Stephen King, On Writing (2000):
Writing is not life, but i think that sometimes it can be a way back to life. That was something I found out in the summer of 1999, when a man driving a blue van almost killed me.
King’s prose recounting being hit by a car is one of the most difficult pieces of writing I’ve read. He is an expert of his craft, pulling the reader into his body, experiencing the fades in and out of consciousness, the collapsed lung, the aftermath. We are seeing and viewing the world through his eyes; it’s extremely painful and masterfully executed.
One of Google’s main selling points with Project Glass1 is the ability to share first-hand experiences and perspectives. At the I/O 2012 Conference, Google shared a first person perspective of a dentist’s office hoping for a visceral response, bonding the viewer to the picture-taker as well as Project Glass itself. Despite Project Glass being little more than a modified helmet cam, it’s being sold as an innovative way to share the world: allow friends to vicariously live through you.
Project Glass is attempting to use technology to bring Stephen King’s abilities to the general public. I may never write a passage as haunting as King’s accident, but maybe I’ll take a picture or video that elicits an emotional response matching that level of intensity2.

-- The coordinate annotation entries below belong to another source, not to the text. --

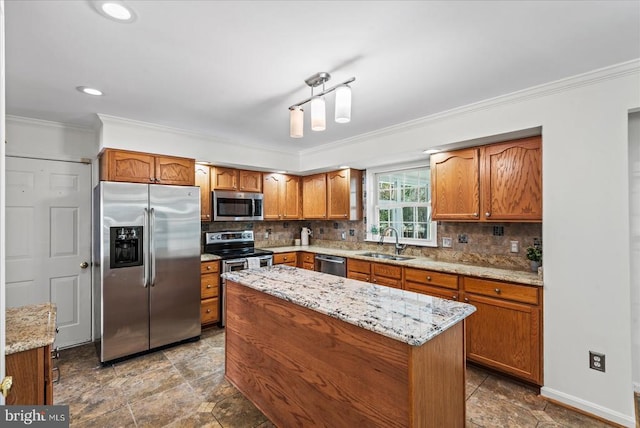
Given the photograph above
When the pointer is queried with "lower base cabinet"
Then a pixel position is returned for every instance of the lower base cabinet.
(505, 332)
(32, 377)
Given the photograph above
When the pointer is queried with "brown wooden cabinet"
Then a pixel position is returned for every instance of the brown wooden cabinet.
(203, 180)
(282, 194)
(289, 259)
(497, 182)
(136, 167)
(344, 194)
(209, 292)
(377, 273)
(235, 179)
(438, 284)
(307, 260)
(505, 332)
(314, 196)
(32, 377)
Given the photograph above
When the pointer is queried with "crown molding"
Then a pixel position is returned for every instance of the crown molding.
(543, 90)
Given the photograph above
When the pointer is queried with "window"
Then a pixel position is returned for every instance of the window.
(401, 198)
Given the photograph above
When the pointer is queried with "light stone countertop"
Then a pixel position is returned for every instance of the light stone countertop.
(30, 327)
(409, 317)
(520, 277)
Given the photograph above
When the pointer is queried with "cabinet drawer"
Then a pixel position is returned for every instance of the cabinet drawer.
(428, 277)
(389, 271)
(209, 285)
(354, 265)
(209, 311)
(210, 267)
(441, 292)
(284, 258)
(502, 290)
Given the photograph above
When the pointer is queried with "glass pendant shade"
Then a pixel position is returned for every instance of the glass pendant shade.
(318, 119)
(296, 122)
(343, 104)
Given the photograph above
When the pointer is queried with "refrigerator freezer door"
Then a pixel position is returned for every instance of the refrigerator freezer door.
(175, 264)
(124, 303)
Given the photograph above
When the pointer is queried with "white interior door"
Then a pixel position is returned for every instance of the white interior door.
(48, 241)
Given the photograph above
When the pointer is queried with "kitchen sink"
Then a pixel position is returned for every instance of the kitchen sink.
(385, 256)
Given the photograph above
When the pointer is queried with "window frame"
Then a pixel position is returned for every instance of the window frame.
(372, 201)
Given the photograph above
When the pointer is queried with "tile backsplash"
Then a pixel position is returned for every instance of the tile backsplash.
(486, 244)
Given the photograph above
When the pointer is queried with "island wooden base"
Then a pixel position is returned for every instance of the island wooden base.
(302, 368)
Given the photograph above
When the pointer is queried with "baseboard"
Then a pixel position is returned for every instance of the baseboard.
(588, 407)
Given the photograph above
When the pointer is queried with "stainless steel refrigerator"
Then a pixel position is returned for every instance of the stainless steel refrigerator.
(146, 266)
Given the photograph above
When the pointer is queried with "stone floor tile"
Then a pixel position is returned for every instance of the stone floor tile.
(238, 412)
(486, 409)
(119, 418)
(166, 407)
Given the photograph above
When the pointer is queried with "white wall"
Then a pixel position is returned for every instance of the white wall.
(586, 232)
(139, 136)
(634, 170)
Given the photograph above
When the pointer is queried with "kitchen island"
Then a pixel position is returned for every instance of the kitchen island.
(310, 349)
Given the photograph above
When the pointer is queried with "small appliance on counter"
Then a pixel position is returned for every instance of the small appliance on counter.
(304, 235)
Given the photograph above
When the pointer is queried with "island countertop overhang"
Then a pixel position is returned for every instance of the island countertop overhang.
(402, 315)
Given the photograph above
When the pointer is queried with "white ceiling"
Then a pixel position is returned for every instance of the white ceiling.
(231, 69)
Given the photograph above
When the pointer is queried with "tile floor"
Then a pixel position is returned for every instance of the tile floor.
(184, 386)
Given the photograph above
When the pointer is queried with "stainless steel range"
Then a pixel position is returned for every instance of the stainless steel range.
(238, 252)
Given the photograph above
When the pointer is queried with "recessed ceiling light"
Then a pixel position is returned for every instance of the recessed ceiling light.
(89, 91)
(115, 10)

Industries are continually interrupted when the tools of the trade become readily accessible: the music industry with low priced computers, allowing easy recording and mixing; movie industry with the introduction of digital recording; the publishing world with the popularity of ebooks, the internet, and self publishing.
Google is marketing Project Glass as a device as influential as the above interruptions. According to Google, viewing a picture where a baby is making eye contact with the camera, rather than looking elsewhere, is a revolutionary difference, disrupting entire industries built on emotional response.
We’ll have to wait to see if Project Glass has the power to change the world. I don’t think it will happen in Glass’ first form, or the second or third (if the product makes it that far). Augmented reality has a long way to go, and there’s a good chance that Google’s glasses may someday appear in a bin next to Nintendo’s Virtual Boy.
I can’t, however, fault a company for reaching.